Four successive members of the first row of transition elements are listed below with atomic numbers. Which one of them is expected to have the highest $$E^\circ_{M^{3+}/M^{2+}}$$ value?

A higher $$E^\circ_{M^{3+}/M^{2+}}$$ value indicates a greater tendency for the $$M^{3+}$$ ion to be reduced to the $$M^{2+}$$ state.
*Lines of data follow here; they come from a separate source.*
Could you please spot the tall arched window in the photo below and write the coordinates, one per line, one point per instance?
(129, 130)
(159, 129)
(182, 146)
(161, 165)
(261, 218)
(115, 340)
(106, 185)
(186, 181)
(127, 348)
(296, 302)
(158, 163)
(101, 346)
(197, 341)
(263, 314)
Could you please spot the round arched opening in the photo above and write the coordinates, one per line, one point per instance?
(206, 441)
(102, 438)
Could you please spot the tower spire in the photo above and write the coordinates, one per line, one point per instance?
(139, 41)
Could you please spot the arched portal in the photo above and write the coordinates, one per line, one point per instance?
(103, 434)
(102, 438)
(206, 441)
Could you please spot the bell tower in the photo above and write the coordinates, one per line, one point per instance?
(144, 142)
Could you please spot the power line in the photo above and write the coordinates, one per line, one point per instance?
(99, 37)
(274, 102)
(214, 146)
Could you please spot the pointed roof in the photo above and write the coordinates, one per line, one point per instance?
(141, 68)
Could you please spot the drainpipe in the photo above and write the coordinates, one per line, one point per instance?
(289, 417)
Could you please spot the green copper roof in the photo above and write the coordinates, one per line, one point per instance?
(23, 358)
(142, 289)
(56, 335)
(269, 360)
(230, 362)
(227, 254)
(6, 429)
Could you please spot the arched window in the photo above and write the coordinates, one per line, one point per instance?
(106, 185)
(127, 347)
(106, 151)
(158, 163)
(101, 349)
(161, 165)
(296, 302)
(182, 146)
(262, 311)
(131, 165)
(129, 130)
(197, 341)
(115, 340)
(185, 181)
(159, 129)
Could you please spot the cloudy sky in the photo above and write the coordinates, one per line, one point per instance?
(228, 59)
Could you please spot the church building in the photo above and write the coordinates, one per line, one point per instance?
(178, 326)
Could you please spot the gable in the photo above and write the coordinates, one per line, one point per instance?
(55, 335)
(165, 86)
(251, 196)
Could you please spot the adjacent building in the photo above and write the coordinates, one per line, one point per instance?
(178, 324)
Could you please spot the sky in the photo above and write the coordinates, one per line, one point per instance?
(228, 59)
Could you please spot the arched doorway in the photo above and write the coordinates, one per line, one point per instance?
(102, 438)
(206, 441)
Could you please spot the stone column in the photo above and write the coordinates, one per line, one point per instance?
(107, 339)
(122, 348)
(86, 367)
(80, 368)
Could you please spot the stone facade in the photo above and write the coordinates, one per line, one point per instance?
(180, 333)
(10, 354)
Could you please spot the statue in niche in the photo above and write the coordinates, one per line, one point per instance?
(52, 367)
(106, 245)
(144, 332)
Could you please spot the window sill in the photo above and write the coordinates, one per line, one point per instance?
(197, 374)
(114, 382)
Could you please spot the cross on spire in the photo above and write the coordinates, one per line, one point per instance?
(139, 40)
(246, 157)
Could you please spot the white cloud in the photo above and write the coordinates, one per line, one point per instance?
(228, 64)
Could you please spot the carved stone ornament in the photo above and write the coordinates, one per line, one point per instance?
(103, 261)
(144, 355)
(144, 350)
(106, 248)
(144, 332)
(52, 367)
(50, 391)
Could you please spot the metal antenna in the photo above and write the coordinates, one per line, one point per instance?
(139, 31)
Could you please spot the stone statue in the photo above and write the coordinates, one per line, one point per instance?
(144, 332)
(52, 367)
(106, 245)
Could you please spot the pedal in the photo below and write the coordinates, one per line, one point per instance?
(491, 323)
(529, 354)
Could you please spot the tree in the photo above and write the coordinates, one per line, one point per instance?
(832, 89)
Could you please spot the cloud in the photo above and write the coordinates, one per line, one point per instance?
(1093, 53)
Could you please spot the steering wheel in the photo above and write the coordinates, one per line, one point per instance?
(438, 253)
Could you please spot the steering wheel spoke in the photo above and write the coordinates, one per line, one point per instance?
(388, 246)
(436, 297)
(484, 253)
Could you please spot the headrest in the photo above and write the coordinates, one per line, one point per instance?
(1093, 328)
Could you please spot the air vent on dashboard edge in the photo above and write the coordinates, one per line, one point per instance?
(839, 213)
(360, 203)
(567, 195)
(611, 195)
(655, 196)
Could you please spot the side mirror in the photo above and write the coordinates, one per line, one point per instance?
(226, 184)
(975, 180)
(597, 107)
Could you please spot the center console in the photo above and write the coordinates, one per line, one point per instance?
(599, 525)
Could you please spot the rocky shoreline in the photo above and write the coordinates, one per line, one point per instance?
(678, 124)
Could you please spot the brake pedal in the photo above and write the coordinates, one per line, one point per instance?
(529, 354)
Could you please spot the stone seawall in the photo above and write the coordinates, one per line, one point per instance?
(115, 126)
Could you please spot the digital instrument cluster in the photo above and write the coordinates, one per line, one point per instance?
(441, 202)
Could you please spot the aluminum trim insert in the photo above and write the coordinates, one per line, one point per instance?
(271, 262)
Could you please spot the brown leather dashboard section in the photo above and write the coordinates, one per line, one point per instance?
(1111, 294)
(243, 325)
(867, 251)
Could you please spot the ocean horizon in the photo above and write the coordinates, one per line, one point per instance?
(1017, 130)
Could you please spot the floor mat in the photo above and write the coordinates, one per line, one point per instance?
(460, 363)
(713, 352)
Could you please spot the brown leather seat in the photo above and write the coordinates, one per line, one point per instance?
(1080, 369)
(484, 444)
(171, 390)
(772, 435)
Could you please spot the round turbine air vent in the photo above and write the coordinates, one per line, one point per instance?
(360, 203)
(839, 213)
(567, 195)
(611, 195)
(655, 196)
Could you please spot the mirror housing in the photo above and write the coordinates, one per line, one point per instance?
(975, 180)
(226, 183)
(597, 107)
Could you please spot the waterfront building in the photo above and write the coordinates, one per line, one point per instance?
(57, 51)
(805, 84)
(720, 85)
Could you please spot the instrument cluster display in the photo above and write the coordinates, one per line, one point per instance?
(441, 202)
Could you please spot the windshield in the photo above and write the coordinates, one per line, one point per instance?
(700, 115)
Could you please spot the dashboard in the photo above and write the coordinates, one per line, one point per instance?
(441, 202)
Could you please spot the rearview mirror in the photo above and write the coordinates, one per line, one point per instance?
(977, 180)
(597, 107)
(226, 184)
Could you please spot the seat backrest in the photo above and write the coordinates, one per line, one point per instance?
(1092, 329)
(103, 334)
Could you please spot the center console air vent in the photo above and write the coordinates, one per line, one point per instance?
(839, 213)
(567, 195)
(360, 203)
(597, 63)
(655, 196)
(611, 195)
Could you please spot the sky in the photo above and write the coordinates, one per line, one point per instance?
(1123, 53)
This depends on the relative stability of the electronic configurations and hydration enthalpies in aqueous solution.

Chromium: $$Cr^{3+}$$ ($$3d^3$$, stable $$t_{2g}^3$$ half-filled level) is more stable than $$Cr^{2+}$$. Thus, it has a negative reduction potential.
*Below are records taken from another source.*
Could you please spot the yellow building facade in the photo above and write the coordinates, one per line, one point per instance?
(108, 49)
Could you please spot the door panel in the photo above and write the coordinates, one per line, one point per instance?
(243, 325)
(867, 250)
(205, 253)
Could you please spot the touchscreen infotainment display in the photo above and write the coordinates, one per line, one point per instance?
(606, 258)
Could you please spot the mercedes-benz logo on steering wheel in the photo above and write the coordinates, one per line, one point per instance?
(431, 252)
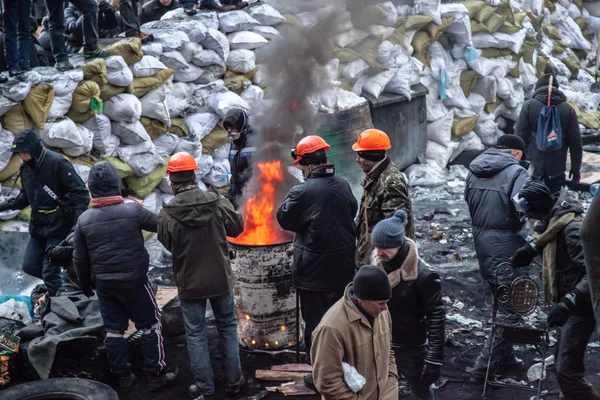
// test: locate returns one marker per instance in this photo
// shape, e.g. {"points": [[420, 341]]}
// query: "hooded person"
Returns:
{"points": [[194, 227], [416, 307], [550, 166], [566, 285], [109, 252], [57, 197]]}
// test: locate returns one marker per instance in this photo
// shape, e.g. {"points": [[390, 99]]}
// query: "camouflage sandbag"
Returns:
{"points": [[141, 86], [108, 91], [217, 138], [11, 169], [38, 102], [96, 71], [178, 127], [16, 119], [462, 126], [86, 102], [123, 168], [141, 186], [130, 49], [153, 127]]}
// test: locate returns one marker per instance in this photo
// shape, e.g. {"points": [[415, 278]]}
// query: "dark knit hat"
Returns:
{"points": [[389, 233], [372, 283], [513, 142], [538, 197]]}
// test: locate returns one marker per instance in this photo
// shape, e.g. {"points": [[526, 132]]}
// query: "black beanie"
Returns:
{"points": [[372, 283]]}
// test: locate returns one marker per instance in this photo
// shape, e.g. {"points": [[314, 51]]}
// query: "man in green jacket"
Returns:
{"points": [[194, 227]]}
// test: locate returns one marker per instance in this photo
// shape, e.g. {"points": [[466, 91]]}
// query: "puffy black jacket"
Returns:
{"points": [[108, 240], [550, 164], [494, 180], [321, 212], [47, 175]]}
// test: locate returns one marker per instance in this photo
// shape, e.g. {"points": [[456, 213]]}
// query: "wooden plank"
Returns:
{"points": [[268, 375]]}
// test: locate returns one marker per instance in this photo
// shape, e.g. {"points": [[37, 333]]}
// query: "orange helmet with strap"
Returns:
{"points": [[372, 140], [309, 145]]}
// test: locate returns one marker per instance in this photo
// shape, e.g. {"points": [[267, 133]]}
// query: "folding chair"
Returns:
{"points": [[521, 297]]}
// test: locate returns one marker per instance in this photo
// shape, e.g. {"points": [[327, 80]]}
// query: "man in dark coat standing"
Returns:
{"points": [[494, 180], [57, 197], [109, 248], [550, 166], [321, 213]]}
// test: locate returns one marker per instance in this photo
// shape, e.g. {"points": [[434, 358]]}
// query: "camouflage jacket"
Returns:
{"points": [[385, 192]]}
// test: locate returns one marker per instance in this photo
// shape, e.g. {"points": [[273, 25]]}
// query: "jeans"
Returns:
{"points": [[410, 362], [314, 305], [129, 10], [17, 33], [194, 317], [56, 26], [570, 370], [119, 305], [36, 264]]}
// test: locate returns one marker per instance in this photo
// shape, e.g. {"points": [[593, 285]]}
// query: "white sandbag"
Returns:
{"points": [[266, 15], [375, 85], [62, 133], [221, 103], [60, 106], [123, 107], [439, 153], [219, 174], [241, 61], [152, 49], [268, 32], [201, 124], [218, 42], [119, 73], [234, 21], [166, 144], [147, 66], [155, 104], [440, 131], [245, 40], [205, 163], [130, 133], [174, 60]]}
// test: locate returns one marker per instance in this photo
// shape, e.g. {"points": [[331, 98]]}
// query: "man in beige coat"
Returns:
{"points": [[357, 330]]}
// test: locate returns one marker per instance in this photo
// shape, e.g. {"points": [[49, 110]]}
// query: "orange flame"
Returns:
{"points": [[260, 225]]}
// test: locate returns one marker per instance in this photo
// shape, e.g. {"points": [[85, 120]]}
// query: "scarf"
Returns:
{"points": [[106, 201], [547, 241]]}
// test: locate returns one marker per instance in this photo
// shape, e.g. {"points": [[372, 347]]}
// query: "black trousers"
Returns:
{"points": [[314, 305]]}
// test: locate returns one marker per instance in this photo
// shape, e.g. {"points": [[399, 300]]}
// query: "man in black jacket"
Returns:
{"points": [[550, 166], [565, 280], [57, 197], [109, 246], [321, 213], [418, 315]]}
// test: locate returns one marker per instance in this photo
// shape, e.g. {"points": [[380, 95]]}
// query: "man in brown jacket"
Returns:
{"points": [[357, 330], [194, 227]]}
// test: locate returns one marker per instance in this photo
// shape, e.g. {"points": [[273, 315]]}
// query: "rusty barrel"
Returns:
{"points": [[265, 300]]}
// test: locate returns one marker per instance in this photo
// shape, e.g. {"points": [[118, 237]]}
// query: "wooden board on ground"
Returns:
{"points": [[163, 296], [292, 389]]}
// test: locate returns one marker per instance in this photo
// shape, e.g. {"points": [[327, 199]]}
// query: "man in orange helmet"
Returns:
{"points": [[385, 190], [321, 212], [194, 227]]}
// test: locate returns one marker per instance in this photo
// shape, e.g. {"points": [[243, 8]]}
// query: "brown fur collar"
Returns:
{"points": [[408, 271]]}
Manganese: $$Mn^{2+}$$ ($$3d^5$$, half-filled) is more stable than $$Mn^{3+}$$. This leads to a high positive value.

Iron: $$Fe^{3+}$$ ($$3d^5$$, half-filled) is more stable than $$Fe^{2+}$$. This makes the $$E^\circ$$ value lower than that of Manganese.
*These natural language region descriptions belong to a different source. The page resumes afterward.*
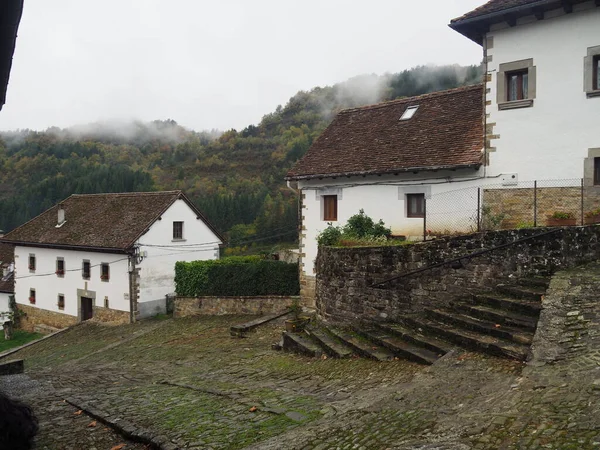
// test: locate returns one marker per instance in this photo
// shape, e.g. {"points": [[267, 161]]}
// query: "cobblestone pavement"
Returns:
{"points": [[187, 379]]}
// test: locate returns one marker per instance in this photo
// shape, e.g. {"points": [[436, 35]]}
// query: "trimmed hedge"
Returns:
{"points": [[236, 276]]}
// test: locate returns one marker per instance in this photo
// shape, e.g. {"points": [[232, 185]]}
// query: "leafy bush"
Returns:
{"points": [[360, 230], [562, 215], [236, 276]]}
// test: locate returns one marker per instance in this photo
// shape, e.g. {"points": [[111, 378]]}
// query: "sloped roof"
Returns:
{"points": [[7, 257], [475, 24], [10, 17], [445, 132], [99, 221]]}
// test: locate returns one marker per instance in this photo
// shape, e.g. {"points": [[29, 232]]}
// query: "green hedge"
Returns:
{"points": [[236, 276]]}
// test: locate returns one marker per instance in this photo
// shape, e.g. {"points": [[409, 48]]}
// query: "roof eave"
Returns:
{"points": [[384, 172], [69, 247], [476, 27]]}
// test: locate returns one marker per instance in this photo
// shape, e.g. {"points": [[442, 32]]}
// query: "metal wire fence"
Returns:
{"points": [[529, 204]]}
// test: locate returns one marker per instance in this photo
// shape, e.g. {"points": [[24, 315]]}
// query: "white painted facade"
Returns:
{"points": [[156, 275], [550, 139]]}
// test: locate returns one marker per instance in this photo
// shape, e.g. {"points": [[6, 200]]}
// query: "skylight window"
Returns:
{"points": [[409, 113]]}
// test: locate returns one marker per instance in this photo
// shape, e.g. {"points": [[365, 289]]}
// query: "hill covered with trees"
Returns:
{"points": [[235, 177]]}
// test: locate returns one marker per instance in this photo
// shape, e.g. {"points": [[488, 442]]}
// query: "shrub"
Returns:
{"points": [[360, 230], [236, 276]]}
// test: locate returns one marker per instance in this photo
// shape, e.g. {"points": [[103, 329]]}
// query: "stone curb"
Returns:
{"points": [[124, 428], [37, 341]]}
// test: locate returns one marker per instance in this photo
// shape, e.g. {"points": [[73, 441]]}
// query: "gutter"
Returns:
{"points": [[378, 172]]}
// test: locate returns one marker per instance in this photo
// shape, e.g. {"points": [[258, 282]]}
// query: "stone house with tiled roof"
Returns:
{"points": [[106, 256], [534, 118]]}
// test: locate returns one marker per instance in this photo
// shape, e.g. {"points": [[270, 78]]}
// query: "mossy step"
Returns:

Cobalt: $$Co^{2+}$$ is much more stable than $$Co^{3+}$$ in aqueous solution because $$Co^{3+}$$ is a powerful oxidizing agent that can even oxidize water. This results in the highest reduction potential in the series.

Standard Reduction Potential Values: $$E^\circ_{Cr^{3+}/Cr^{2+}} = -0.41 \text{ V}$$, $$E^\circ_{Mn^{3+}/Mn^{2+}} = +1.57 \text{ V}$$, $$E^\circ_{Fe^{3+}/Fe^{2+}} = +0.77 \text{ V}$$, $$E^\circ_{Co^{3+}/Co^{2+}} = +1.97 \text{ V}$$